As proof of this, reference is made to its poor showing in the JD Power & Associates, where American consumers ranked VW-brand cars 34th, ahead of only Suzuki, Daewoo, Land Rover and Kia. That's quite a tumble for the Volkswagen Group with brands including Audi, Seat and Skoda. And it's the firm that will bankroll the €1 million Bugatti Veyron.
For these firms to then compete in the supercar market seems bizarre. Yet they all have at least one entrant from their stables of marques.
In the 1980s only Formula One cars put out 500bhp. Now 500bhp is barely enough to enter the supercar club. This year we've seen the Ferrari Enzo with 650bhp, followed by Porsche's response, the Carrera GT with a paltry 612bhp. The Mercedes-McLaren SLR was to have had a sluggish 550bhp but its supercharged V8 has now been upgraded to match the Porsche.
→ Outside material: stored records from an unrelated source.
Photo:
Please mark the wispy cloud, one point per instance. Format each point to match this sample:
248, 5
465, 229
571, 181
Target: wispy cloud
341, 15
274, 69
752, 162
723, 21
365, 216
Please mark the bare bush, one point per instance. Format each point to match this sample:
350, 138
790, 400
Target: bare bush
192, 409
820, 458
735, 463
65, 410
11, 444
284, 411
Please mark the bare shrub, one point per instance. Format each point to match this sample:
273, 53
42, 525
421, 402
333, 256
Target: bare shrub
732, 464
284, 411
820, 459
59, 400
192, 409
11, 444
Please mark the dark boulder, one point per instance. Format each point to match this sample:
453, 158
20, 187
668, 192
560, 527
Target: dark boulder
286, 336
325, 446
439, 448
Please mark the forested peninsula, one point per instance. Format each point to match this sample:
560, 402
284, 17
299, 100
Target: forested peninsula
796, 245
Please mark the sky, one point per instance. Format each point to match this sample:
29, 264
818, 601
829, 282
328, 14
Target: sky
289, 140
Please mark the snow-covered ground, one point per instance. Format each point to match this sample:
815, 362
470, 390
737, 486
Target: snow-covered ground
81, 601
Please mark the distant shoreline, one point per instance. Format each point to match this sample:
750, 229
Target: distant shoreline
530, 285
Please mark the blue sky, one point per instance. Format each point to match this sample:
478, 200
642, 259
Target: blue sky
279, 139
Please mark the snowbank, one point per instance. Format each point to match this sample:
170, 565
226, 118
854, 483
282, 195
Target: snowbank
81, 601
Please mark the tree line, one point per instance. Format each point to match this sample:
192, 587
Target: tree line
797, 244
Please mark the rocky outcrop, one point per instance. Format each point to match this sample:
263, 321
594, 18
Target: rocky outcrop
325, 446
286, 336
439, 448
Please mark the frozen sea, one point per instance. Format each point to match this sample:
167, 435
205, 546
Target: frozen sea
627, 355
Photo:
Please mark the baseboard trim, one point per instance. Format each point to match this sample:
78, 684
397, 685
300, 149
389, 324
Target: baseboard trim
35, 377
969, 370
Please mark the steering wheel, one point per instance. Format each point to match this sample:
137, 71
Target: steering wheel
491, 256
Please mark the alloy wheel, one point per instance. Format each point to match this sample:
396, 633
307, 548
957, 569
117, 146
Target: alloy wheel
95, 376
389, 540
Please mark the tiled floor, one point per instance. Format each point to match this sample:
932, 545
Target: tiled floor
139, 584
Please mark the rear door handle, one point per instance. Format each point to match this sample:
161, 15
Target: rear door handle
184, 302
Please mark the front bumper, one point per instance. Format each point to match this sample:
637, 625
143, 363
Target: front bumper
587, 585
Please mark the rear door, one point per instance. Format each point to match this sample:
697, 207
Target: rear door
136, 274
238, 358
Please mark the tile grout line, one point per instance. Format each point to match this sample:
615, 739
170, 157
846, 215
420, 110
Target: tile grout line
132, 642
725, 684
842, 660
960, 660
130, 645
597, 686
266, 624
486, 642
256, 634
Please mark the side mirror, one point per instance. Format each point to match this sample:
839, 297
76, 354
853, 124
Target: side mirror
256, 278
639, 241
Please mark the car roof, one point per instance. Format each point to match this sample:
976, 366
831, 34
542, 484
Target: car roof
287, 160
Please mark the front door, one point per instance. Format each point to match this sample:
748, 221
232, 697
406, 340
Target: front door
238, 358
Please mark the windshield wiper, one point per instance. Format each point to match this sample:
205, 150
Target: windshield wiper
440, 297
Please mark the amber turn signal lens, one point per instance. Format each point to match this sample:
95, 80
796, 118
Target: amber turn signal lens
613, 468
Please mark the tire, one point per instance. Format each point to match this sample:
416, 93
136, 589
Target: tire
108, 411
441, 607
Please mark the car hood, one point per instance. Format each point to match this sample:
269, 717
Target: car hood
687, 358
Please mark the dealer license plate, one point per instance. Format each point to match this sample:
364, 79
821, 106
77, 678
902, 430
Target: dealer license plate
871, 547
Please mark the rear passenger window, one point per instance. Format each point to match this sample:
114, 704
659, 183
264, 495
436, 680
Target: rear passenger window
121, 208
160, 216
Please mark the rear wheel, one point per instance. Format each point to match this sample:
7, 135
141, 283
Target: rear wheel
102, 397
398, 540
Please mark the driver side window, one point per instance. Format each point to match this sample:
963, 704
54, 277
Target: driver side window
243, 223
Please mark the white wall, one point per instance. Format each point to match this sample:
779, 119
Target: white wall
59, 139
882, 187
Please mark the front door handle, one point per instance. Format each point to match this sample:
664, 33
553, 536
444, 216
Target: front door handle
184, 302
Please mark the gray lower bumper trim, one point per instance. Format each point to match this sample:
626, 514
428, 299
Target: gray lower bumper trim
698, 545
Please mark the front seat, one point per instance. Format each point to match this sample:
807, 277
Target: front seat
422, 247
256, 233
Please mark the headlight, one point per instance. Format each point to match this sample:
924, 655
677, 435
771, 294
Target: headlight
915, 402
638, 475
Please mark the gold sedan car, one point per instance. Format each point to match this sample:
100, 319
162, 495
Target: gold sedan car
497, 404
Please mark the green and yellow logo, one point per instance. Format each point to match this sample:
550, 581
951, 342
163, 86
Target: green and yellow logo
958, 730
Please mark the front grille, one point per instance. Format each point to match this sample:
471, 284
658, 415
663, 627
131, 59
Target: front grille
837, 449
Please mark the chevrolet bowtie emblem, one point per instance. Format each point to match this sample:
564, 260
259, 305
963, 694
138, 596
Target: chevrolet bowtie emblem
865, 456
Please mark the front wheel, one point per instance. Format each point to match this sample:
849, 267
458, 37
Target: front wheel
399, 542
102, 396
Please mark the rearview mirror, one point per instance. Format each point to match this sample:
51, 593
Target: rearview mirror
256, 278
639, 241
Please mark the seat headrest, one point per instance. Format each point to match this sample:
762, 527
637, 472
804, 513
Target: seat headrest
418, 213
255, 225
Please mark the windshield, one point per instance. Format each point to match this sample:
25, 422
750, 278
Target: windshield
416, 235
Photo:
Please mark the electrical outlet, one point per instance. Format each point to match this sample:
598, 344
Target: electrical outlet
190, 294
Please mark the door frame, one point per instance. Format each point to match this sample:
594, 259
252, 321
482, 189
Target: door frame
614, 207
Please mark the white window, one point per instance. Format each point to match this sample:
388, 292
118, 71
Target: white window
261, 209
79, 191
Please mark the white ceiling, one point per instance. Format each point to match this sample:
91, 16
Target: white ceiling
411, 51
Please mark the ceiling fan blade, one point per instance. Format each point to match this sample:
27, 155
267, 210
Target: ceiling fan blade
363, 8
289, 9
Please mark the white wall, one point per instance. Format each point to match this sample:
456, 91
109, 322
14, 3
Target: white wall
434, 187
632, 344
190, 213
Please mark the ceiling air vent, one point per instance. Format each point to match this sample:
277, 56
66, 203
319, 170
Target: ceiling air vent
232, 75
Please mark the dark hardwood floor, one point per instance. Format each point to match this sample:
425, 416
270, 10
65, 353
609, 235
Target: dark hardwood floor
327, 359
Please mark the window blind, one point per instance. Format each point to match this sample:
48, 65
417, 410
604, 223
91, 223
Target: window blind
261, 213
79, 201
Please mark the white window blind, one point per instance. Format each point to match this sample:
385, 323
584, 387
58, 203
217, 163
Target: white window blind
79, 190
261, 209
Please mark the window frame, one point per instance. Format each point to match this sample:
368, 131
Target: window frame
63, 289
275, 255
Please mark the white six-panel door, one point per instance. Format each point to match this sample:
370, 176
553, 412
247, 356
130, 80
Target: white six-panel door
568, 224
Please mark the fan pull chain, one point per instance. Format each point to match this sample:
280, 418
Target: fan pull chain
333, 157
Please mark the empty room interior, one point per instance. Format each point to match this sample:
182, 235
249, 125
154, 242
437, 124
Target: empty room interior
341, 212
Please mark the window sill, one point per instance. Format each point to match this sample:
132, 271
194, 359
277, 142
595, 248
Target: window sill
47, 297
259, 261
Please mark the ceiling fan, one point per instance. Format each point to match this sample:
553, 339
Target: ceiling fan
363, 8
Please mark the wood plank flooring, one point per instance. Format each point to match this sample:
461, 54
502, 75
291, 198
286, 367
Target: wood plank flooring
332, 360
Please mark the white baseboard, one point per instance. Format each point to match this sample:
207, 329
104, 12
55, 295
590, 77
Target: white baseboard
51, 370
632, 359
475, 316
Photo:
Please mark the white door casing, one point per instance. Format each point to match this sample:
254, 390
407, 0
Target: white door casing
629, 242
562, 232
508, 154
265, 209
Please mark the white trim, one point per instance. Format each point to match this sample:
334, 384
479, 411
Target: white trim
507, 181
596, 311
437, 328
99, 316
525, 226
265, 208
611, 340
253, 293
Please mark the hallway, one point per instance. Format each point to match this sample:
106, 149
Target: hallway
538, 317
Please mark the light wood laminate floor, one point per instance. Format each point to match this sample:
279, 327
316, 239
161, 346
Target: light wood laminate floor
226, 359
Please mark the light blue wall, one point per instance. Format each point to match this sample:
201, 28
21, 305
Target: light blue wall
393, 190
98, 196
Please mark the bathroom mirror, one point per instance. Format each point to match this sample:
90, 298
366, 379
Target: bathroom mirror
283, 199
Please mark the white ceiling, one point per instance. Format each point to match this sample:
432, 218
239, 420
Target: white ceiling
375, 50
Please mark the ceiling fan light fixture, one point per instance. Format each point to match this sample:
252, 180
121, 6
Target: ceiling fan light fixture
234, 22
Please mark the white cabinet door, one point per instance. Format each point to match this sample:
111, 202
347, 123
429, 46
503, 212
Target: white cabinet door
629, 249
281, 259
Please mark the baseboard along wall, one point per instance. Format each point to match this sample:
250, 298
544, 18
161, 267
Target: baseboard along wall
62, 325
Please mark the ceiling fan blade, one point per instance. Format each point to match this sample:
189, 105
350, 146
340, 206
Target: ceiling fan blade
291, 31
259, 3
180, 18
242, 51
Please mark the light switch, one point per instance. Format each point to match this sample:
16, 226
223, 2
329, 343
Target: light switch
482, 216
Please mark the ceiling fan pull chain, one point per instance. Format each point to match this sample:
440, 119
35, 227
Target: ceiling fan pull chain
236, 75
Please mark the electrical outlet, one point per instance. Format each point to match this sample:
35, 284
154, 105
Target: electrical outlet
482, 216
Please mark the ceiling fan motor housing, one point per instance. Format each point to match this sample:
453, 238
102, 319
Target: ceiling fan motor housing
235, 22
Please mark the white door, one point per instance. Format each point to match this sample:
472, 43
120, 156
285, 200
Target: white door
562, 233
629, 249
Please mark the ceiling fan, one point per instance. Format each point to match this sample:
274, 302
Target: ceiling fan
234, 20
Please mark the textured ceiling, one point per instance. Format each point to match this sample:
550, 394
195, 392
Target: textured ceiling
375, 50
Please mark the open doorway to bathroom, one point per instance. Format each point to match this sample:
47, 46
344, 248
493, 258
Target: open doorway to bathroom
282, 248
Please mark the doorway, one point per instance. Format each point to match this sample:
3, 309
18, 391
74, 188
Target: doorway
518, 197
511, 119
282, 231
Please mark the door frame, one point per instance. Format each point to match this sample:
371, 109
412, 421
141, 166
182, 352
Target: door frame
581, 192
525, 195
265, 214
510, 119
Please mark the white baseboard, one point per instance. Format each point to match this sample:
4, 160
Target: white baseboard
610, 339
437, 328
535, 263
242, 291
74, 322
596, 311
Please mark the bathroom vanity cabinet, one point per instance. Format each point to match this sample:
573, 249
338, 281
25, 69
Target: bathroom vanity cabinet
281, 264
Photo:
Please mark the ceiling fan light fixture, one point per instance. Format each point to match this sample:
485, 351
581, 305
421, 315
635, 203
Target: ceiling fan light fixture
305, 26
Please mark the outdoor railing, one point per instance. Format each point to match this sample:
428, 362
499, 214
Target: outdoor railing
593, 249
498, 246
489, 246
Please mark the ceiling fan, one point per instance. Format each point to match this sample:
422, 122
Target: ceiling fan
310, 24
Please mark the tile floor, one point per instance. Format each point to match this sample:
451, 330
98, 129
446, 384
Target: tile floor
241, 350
However, resting on laurels is not a common occurrence at this level and next year all of these will be trumped by the Bugatti Veyron, which promises 1001bhp and, with a top speed of more than 250mph, will be the fastest as well as the most expensive new car ever made. The Veyron will also beat most of them on price: the others coming in at around €500,000, but the Veyron labelled for sale at €1m. Which must slightly spoil the broad grin from those who've just spent €500,000 on an Enzo of SLR and instead of hero worship are now being asked: "what, couldn't afford the Veyron then?"
The car is named after Pierre Veyron, the French driver who won the 1939 Le Mans 24-hour race. The aim is to sell 300 Veyrons, producing them at a rate of 70 a year in Molsheim, France. The first is due for delivery next April.
Incidentally the last time supercars did battle - at the turn of the 1990s when the McLaren F1 faced off the Jaguar XJ220 and Bugatti EB 110 - the economy recorded a downturn, the bottom fell out of the supercar market and many fingers were burnt. McLaren planned to make 250 F1s, but sold only 107. At that time Bugatti launched its last supercar at a price of £250,000 in the sort of extravagance last witnessed in the court of Louis XVI. The then owners said they had 400 orders, but just 135 were sold and the firm went bankrupt in 1995.
This time there's concern that the latest McLaren offering, the SLR in conjunction with Mercedes, could well suffer from over-production. Mercedes and McLaren plan to build 3,500 over seven years, but in a recent comment to British car magazine Autocar, a British supercar dealer voiced his concerns that it's not a good investment and could lose as much as 50 per cent of its value in the first year.
There's more bad news for supercar race. According to reports in the Wall Street Journal, VW boss Bernd Pieschetsrieder tested the Veyron earlier this year and is rumoured to have had serious concerns about the car's handling.
Another poor omen was the car's first on-track unveiling in America this autumn. At the Laguna Seca racetrack in Monterey, California, in front of packed hospitality stands the car accelerated fast off the line then spun off into the gravel at the first turn.
There's other signs that the sobering reality of the market may give the industry a severe kick up the exhaust pipe and bring them back to reality. Rolls Royce and Maybach sales are said to be sluggish at best.
For all the comments about potential benefits of selling supercars at a time when interest rates are low - most of them are bought on credit - and the long production runs, its coincidence that the arrival of the Bugatti Royale along with the Cadillac V16s and Lincoln V12s coincided with the Wall Street crash and the depression of the 1930s. But then Bugatti's spirit may also reflect the financial strategy of the big car bosses. When criticised over the poor braking performance of his race cars, he commented: "I build them to go not to stop."